The House Judiciary Committee is investigating banks for sharing Americans’ financial information with the FBI without regard for privacy concerns. In fact, there’s no doubt about the threat to civil liberties posed by the government’s leverage over the financial industry; that’s long established. At question in this investigation is whether the danger to our freedom inherent in that cozy relationship is being wielded in political warfare between the country’s political factions. But the larger problem should be fixed no matter what lawmakers discover.

“Today, Chairman Jim Jordan (R-OH) subpoenaed Citibank for documents and communications related to the Judiciary Committee’s and Weaponization Select Subcommittee’s investigation into major banks sharing Americans’ private financial data with the Federal Bureau of Investigation (FBI) without legal process for transactions made in the Washington, D.C., area around Jan. 6, 2021,” the House Judiciary Committee announced August 17.

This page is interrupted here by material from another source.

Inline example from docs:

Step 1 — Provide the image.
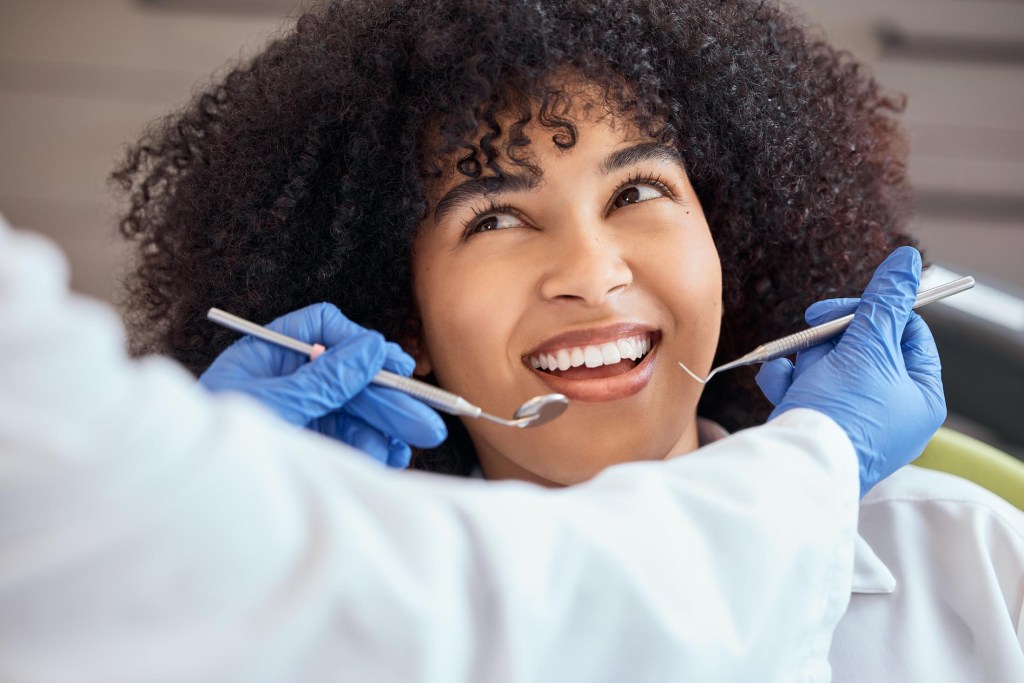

The subpoena followed June 12 queries to Citigroup, JPMorgan Chase & Company, PNC Financial Services, Truist, U.S. Bankcorp, and Wells Fargo after testimony by FBI whistleblowers that Bank of America voluntarily handed the FBI records on people who had used its services in the Washington, D.C. area around the time of the January 6 Capitol riot. “Individuals who had previously purchased a firearm with a BoA product were reportedly elevated to the top of the list,” according to a May report.